5. Bölüm

5. Bölüm

Solita
llsolita

Instagram: llsolita


İyi okumalar.


5.BÖLÜM


~YABANCILIK HİSSİ


Ali ye attığım tokat ile başı yana savrulurken titremeye başlamıştım, ne tepki verecek diye korku ile ona bakarken güldü sadece başını tekrar bana çevirdiğinde sırtımı soğuk duvara iyice bastırdım. Sanki duvar beni içine alacak gibi sığınmıştım duvara,1


" Hareketlerine dikkat et. " dedi sadece


"Akşam korkudan titreyen kız benden bu kadar korkarken tokat atıyor. Bana pek bi inandırıcı gelmedi güvendiği biri var ki tokat atma cesaretine sahip, " diyerek tekrar bana baktı yerinden doğrulurken" söylesene kime güveniyorsun bu kadar"

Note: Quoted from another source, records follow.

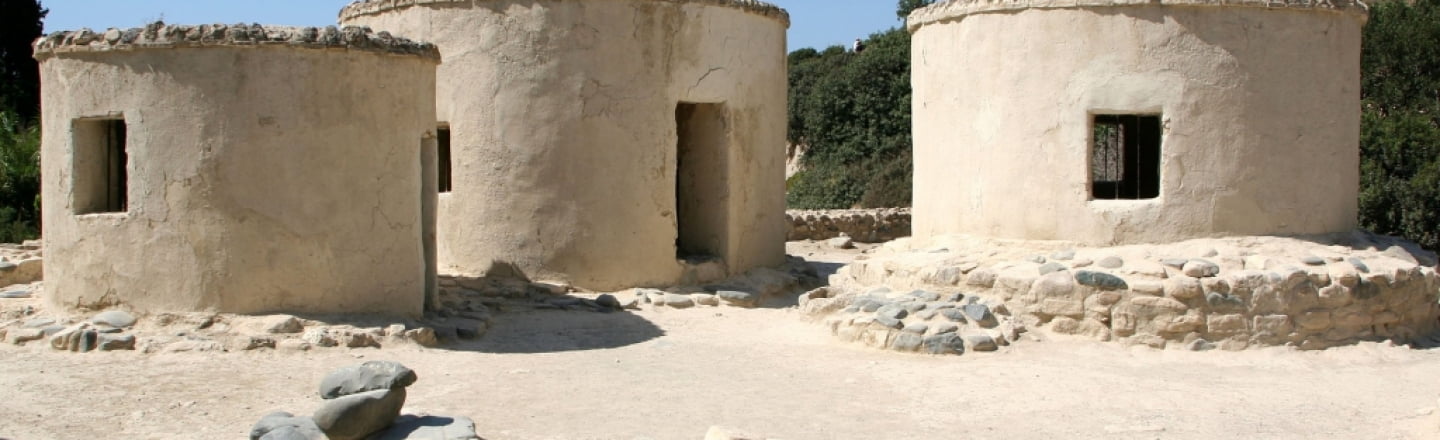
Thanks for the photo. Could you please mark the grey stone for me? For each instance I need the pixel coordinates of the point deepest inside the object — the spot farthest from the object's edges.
(956, 315)
(429, 427)
(366, 377)
(115, 342)
(114, 318)
(936, 305)
(943, 344)
(356, 416)
(678, 301)
(906, 341)
(981, 342)
(608, 301)
(893, 312)
(1100, 281)
(1051, 268)
(79, 338)
(925, 295)
(889, 322)
(285, 426)
(871, 305)
(1198, 268)
(979, 314)
(738, 298)
(320, 337)
(1360, 265)
(284, 324)
(38, 322)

Bu kadar ima yapıp üstüme gelirken ne yapabilirim ki nasıl kendimi savunacaktım vurmasaydım. Arkamda kimse olmadığı için vurmuştum zaten.

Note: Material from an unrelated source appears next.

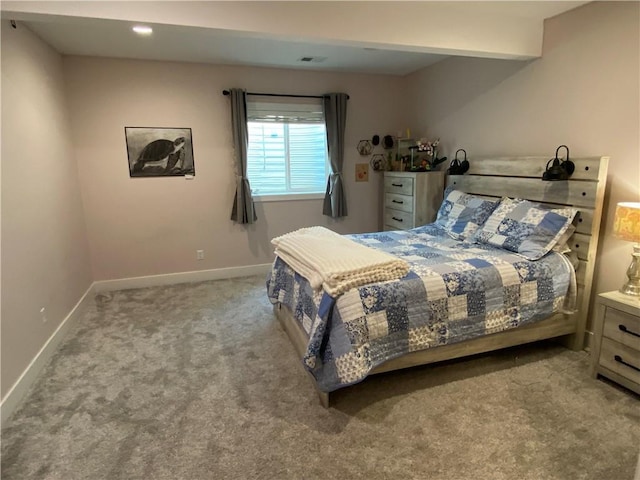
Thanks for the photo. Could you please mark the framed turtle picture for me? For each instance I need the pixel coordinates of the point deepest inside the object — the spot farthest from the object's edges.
(159, 151)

Cihan a dönerek " Ben gitmek istiyorum" dediğimde


ali " ağlamaya mı başladın şimdide" demişti alaylı çıkan sesi ile


Bu kadar üstüme gelirken hemde


Cihan " ali yeter artık çık dışarı" demişti.


Ali inat eser gibi ellerini göğsünde birleştirince cihan derin bir nefes alıp vermişti


" Rica etmiyorum ali!" Dediğinde ali ile cihan arasında anlamadığım fakat anlamlı bir bakışma geçtikten sonra ali dışarı çıkmıştı.


"Liyan orda ne işin vardı" bu kez soruyu cihan sormuştu ve ben bir kez daha aynı itham ile yargılanmaktan korktum.


Sustum. Orada ne işim vardı bende bilmiyordum. "Cevap vermek istemiyorum" dedim. Sanki okulda ki sorulan her hangi bir çalışma sorusuna cevap vermek istemiyorum der gibi


" Liyan bir şey söylemen gerek seni burda tutmayız ama gönderemeyizde bize kim olduğunu anlatman gerek" bu seferde kerim söylemem konusunda ısrarcı olmuştu


"Dün dedim işte, " Diye sızlandığımda cihan ve diğerleri umursamamıştı.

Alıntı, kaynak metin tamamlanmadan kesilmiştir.